While organisers of the event, held at Worthy Farm, Pilton, over the last weekend of June have said they are preparing to host the event in 2021, fears still remain over the live music industry.
As widespread vaccination is not expected to be rolled out to the masses until early next year, decision time for many festivals is fast approaching.
Conservative Julian Knight, chairman of the Digital, Culture, Media and Sport Committee, warned there could be “no festival season next year” unless help is provided.
Theresa Villiers, a Conservative former Cabinet minister, also said businesses need to be “signing contracts and spending money now” for music festivals and major events from next spring.
Speaking in the Commons, Ms Villiers said: “Will the minister give serious consideration to Government support for an indemnity or insurance scheme so that they can make those decisions in the confidence that if there is a third wave, then their losses are going to be mitigated?”
Culture minister Caroline Dinenage replied: “I’m well aware of the concerns and the challenges of securing insurance for live music events.

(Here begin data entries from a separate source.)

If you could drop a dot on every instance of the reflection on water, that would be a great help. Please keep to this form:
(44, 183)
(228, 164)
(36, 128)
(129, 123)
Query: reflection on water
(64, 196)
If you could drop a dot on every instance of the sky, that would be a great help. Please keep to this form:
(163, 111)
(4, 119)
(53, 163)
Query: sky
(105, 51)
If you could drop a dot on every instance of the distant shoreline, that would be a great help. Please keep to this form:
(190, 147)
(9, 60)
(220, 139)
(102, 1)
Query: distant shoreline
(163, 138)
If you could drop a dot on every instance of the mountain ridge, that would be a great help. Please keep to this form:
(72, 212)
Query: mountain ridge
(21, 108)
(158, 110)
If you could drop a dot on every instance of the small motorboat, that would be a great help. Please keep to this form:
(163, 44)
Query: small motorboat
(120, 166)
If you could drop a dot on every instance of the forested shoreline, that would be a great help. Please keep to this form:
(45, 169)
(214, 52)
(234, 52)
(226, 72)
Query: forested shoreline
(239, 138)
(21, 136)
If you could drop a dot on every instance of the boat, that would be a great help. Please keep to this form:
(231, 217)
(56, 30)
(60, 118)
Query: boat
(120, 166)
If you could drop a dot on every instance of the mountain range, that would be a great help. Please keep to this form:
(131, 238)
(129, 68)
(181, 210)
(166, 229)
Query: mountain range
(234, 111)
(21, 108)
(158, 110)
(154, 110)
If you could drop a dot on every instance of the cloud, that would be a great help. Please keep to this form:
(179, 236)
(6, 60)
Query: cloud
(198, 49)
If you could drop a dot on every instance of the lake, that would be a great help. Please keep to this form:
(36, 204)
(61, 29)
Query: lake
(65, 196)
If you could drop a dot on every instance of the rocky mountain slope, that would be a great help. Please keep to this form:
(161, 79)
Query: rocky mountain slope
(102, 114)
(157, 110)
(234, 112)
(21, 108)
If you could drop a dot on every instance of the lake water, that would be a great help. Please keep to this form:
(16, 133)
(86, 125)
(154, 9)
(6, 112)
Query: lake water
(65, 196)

“It’s something we’re looking at very carefully but the key really is for the industry to build an evidence base that absolutely demonstrates insurance coverage is the only barrier to events taking place.
“That’s what we managed to prove with the film and TV fund.”
Mr Knight said: “The UK is the leader in the world in terms of music and arts festivals.
“The sector is worth £12 billion and supports many thousands of highly skilled jobs as well as the financial lifeblood of the nation’s musicians.
“However, there will be no festival season next year unless insurance is underwritten in case of Covid disruption.
“Will the minister firstly meet with me and MPs from across this House to see how this reinsurance can be put in place, and does the minister recognise, noting her answer to the previous question, that with a minimum lead time of six months, the reinsurance needs to be in place now before the likes of Glastonbury commit?”
Ms Dinenage replied: “Festivals are such a vibrant and integral part of our creative community and our economy, and I am well aware that many will take decisions very soon about whether they can go ahead next year, so this is a very urgent situation.
“There is a sub group of my entertainment and events working group looking very specifically about how we can get festivals reopened and in the last few weeks I have met with representatives from festivals in Edinburgh and only yesterday from festivals on the Isle of Wight.”